Yargıtay Kararı 3. Hukuk Dairesi 2010/16854 E. 2010/19516 K. 30.11.2010 T.

YARGITAY KARARI
DAİRE : 3. Hukuk Dairesi
ESAS NO : 2010/16854
KARAR NO : 2010/19516
KARAR TARİHİ : 30.11.2010

MAHKEMESİ :SULH HUKUK MAHKEMESİ

Dava dilekçesinde 2.572 TL alacağın faiz ve masraflarla birlikte davalı taraftan tahsili istenilmiştir. Mahkemece davanın kabulü cihetine gidilmiş, hüküm davalı vekili tarafından temyiz edilmiştir.

Y A R G I T A Y K A R A R I

Temyiz isteminin süresi içinde olduğu anlaşıldıktan sonra dosyadaki bütün kağıtlar okunup gereği düşünüldü.
Davacı dava dilekçesinde, davalı ile sözlü anlaşma yaparak davalıya ait taşınmazın dava dışı 3.kişiye satılmasına aracılık yaptığını bu nedenle 1.450 E.karşılığı 2.572 TL hizmet bedelinin davalıdan tahsilini talep etmiştir.
Davalı vekili cevabında, davalının aracılık hizmeti olarak 550 E. vermeyi vaad ettiğini ve bunuda davacıya ödediğini beyan etmiştir.
Mahkemece; davanın kabulü ile 2.572 TL’nin davalıdan tahsiline karar verilmiş, hükmü davalı vekili temyiz etmiştir.
Dava, gayrimenkul tellallık sözleşmesi gereğince alacak talebine ilişkindir.
Dosya kapsamına göre davalıya ait … dava dışı 3.kişiye satılması için davacı ile davalının aracılık hizmeti (tellallık) konusunda sözlü akit yaptıklarına ilişkin bir ihtilaf bulunmamaktadır.
Ancak, BK.nun 404/3.maddesi gereğince, gayrimenkul tellallık sözleşmesinin hukuken geçerli olabilmesi için sözleşmenin yazılı olarak yapılması zorunludur. Yazılı sözleşmede ise taraflar arasında kararlaştırılan konu ve mahiyetin gösterilmesi, borç altına girenlerin imzalarının bulunması gerekir. Sözleşmenin yazılı olması şartı sözleşmenin geçerlik şartıdır ve mahkemece re’sen nazara alınması gerekir.
Bu nedenle, davada taraflar arasında yazılı tellallık sözleşmesi bulunmadığına göre geçersiz akde dayanarak tellallık ücreti istenemeyeceğinden, mahkemece; davanın reddine karar verilmesi gerekirken davanın esası hakkında hüküm kurulması doğru görülmemiştir.

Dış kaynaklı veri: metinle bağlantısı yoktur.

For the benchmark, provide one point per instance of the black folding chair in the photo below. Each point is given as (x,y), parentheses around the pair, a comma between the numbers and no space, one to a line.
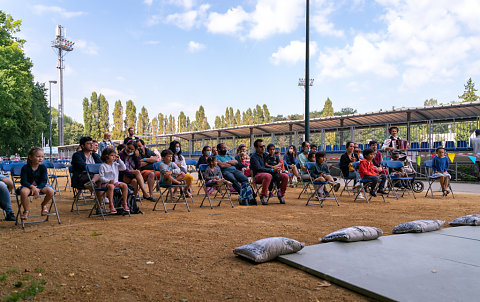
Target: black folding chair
(15,173)
(330,190)
(98,208)
(166,196)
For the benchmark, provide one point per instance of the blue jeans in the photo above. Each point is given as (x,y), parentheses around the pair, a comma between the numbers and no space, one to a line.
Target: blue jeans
(236,177)
(374,180)
(5,198)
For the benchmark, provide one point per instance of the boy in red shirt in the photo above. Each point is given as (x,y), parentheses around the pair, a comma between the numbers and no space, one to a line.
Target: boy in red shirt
(368,171)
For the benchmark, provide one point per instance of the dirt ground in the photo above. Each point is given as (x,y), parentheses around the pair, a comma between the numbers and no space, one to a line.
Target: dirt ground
(187,256)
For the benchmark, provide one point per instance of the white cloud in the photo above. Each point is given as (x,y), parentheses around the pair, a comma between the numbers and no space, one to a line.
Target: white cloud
(292,53)
(88,47)
(229,23)
(195,46)
(41,9)
(320,20)
(275,16)
(188,19)
(424,42)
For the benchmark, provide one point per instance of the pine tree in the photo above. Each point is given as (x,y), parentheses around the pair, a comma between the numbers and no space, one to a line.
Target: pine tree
(117,132)
(469,93)
(328,108)
(130,115)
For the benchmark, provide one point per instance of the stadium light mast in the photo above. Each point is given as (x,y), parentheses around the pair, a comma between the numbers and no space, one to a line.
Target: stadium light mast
(63,45)
(307,71)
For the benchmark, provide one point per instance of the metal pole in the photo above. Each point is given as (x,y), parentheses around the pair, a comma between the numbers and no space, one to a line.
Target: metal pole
(307,79)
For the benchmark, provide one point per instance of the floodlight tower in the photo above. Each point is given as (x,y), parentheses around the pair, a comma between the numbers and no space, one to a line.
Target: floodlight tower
(63,45)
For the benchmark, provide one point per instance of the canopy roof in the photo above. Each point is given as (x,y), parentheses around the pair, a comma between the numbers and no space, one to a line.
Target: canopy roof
(396,116)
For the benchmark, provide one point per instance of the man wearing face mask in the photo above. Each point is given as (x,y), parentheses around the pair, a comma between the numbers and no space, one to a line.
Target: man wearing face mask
(229,171)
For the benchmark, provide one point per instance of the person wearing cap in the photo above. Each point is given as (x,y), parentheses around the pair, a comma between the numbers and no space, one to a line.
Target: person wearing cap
(476,149)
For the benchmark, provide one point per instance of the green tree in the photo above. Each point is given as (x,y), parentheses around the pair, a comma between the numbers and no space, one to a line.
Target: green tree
(117,131)
(22,102)
(469,93)
(130,115)
(328,108)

Bu itibarla yukarıda açıklanan esaslar gözönünde tutulmaksızın yazılı şekilde hüküm tesisi isabetsiz, temyiz itirazları bu nedenlerle yerinde olduğundan kabulü ile hükmün HUMK.nun 428. maddesi gereğince BOZULMASINA ve peşin alınan temyiz harcının istek halinde temyiz edene iadesine, 30.11.2010 tarihinde oybirliğiyle karar verildi.